Ansible has tunable options to abort the execution of a playbook upon
encountering a failure.

The max_fail_percentage parameter allows users to define what percentage of
nodes can fail before the playbook stops executing. This setting is pre-defined
in the playbook file playbooks/update_cloud.yml. The default value is zero,
which causes the playbook to abort execution if any node fails. You can read
about this option at:
http://docs.ansible.com/playbooks_delegation.html#maximum-failure-percentage

Additionally, it should be noted that the any_errors_fatal variable, when
set to a value of True, will result in ansible aborting upon encountering
any failures.  This variable can be set by adding '-e any_errors_fatal=True'
to the command line.

Additional Options
------------------

The plugins/inventory/group_vars/all file has the following options in order
to tune behavior of the playbook execution.  These options can be enabled by
defining the variable name that they represent on the ansible comamnd line, or
by uncommenting the appropriate line in the plugins/inventory/group-vars/all
file.

 * force_rebuild - This option overrides the logic that prevents an instance
   from being rebuilt if the pre-existing image id maches the id being deployed.
   This may be useful for the purposes of testing.
   Example command line addition: -e force_rebuild=True
 * wait_for_hostkey - This option causes the playbook to wait for the
   SSH host keys to be restored.  This option should only be used if
   the restore-ssh-host-keys element is built into the new image.
 * single_controller - This option is for when a single controller node is
   receiving an upgrade.  It alters the logic so that mysql checks operate
   as if the mysql database cluster is being maintained online by other
   controller nodes during the upgrade. *IF* you are looking at this option
   due to an error indicating "Node appears to be the last node in a cluster"
   then consult Troubleshooting.rst.
 * ssh_timeout - This value, defaulted to 900 [seconds], is the maximum
   amount of time that the post-rebuild ssh connection test will wait for
   before proceeding.
 * pre_hook_command - This, when set to a command, such as /bin/date,
   will execute that command on the host where the playbook is run
   before starting any jobs.
 * post_hook_command - Similar to the pre_hook_command variable, when
   defined, will execute upon the completion of the upgrade job.
 * online_upgrade - This setting tells the script to attempt an online upgrade
   of the node.  At present this is only known to work on compute nodes.

Online Upgrade
--------------

When an upgrade *does not* require a kernel update, the Online Upgrade feature
can be utilized to upgrade compute nodes while leaving their virtual machines
in a running state.  The result is a short one to two minute loss of network
connectivity for the virtual machines as os-refresh-config stops and
restarts key services which causes the loss in network connectivity.

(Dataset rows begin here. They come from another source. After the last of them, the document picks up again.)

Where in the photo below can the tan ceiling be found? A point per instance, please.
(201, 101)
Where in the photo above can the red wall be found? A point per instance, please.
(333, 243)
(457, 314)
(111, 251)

This operation is performed by uploading the new image to the /tmp folder on
the node, syncing file contents over while preserving key files, and then
restarting services.  This is only known to work on compute nodes.

Nova Powercontrol
-----------------

A module named nova_powercontrol has been included which is intended to utilize
nova for all instance power control operations.  This utility module also records
the previous state of the instance and has a special flag which allows the user
to resume or restart all virtual machines that are powered off/suspended upon the
completion of the upgrade if the module is utilized to shut down the instances.

To Use:

From the tripleo-ansible folder, execute the command:

    bash scripts/retrieve_oc_vars

The script will then inform you of a file you need to source into your current
user environment, it will contain the overcloud API credentials utilizing modified
variable names which the playbook knows how to utilize.

    source /root/oc-stackrc-tripleo-ansible

Now that the environment variables are present, add the following to the
ansible-playbook command line for the playbooks to utilize the nova_powercontrol
module:

    -e use_nova_powercontrol=True